皇希 南 誉士広 梅澤裕介(梅棒) 遠藤 誠(梅棒) 中村味九郎 松田拓磨 遊佐亮介 近藤 廉

両国に爛漫と咲き乱れる力士たちの花舞台・国技館。その土俵の上では、宿命のライバルの取組が始まろうとしている。東はソップ(やせ)型で美形の昇龍[しょうりゅう](原 嘉孝)。西はアンコ(ぽっちゃり)型の雪乃童[ゆきのわらべ](大鶴佐助)。何もかもが正反対な二人だが、思いは同じ。「コイツにだけは負けたくない!」
熱戦を取材するのは、ワールドベースボール社の相撲雑誌の記者・橋谷淳子(大原櫻子)。野球雑誌の記者志望なのに相撲雑誌の担当になった彼女には、相撲の良さがさっぱりわからない。
稽古の合間の息抜きに、雪乃童は付き人たちとディスコへ繰り出すと、密かに想いを寄せる、部屋の一人娘・沙耶香と鉢合わせする。親方もおかみさん(紺野美沙子)も心配してますよ、と窘めるが相手にされず撃沈。
昇龍も力士と分からぬようにオールバックにスーツでディスコを訪れるが、鬢付け油の匂いはごまかせない。その甘い香りに誘われるかのように大手芸能事務所パピーズの女社長・渡部桜子(りょう)が現れる。数多の男たちを欲しいままにしてきた彼女は、出会ったことのないタイプの種族・力士の昇龍を篭絡せんとする。
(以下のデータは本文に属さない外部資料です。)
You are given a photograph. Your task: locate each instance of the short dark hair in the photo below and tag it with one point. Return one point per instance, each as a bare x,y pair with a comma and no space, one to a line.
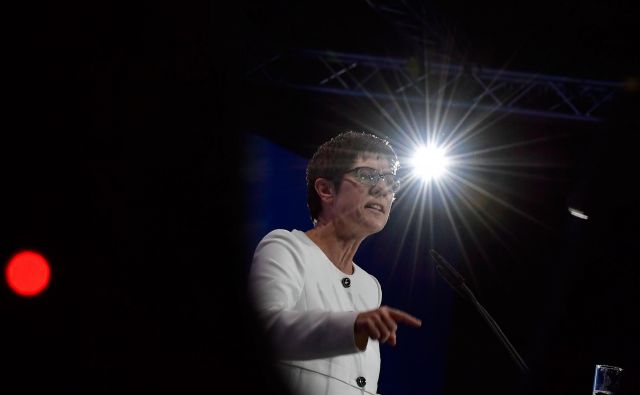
336,156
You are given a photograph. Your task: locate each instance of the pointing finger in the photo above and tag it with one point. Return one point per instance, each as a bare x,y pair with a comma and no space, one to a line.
405,318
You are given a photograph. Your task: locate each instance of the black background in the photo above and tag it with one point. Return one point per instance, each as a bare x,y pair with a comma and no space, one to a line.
122,151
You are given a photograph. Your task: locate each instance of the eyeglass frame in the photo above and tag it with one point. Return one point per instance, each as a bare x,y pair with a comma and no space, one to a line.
394,185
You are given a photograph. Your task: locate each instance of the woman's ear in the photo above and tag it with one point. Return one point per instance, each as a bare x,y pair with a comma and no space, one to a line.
325,189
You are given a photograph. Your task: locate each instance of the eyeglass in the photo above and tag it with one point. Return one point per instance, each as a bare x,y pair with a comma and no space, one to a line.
371,177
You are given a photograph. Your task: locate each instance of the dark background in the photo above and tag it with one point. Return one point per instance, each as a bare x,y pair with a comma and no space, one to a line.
124,161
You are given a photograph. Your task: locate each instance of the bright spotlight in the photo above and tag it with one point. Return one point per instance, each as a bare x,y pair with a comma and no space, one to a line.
429,162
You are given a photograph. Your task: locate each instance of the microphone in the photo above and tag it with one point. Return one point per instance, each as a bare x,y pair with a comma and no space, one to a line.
456,281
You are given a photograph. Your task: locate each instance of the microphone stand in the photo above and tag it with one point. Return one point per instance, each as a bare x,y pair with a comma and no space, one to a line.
456,281
496,329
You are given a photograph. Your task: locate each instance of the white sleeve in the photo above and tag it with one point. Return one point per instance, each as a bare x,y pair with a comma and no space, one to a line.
276,282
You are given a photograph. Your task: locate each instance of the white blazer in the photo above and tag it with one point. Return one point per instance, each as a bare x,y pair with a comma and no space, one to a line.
309,308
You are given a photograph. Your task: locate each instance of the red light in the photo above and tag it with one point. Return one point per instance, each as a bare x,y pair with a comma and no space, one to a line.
28,273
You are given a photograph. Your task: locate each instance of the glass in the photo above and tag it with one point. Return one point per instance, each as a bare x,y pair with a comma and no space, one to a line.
371,177
606,380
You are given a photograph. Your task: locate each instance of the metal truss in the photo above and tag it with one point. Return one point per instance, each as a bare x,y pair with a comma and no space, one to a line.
440,83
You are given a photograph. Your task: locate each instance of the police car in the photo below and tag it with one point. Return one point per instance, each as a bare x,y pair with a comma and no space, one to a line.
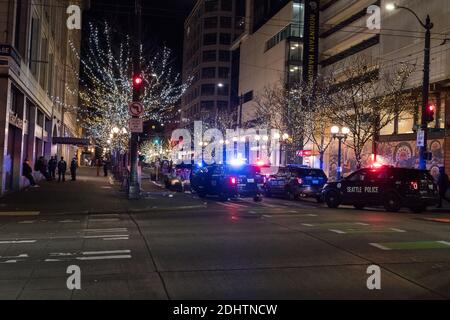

勝利も美女も手に入れるかに見えた昇龍だが、次第に桜子の歪んだ愛情に翻弄され、不調の力士に惨敗を喫するなど、心に乱れが生じる。
昇龍は桜子の欲望に呑まれてしまうのか。雪乃童との勝負の行方は。
淳子の見つめる土俵には、愛と欲望が乱れ咲く。果たして、その先に見えるものは……。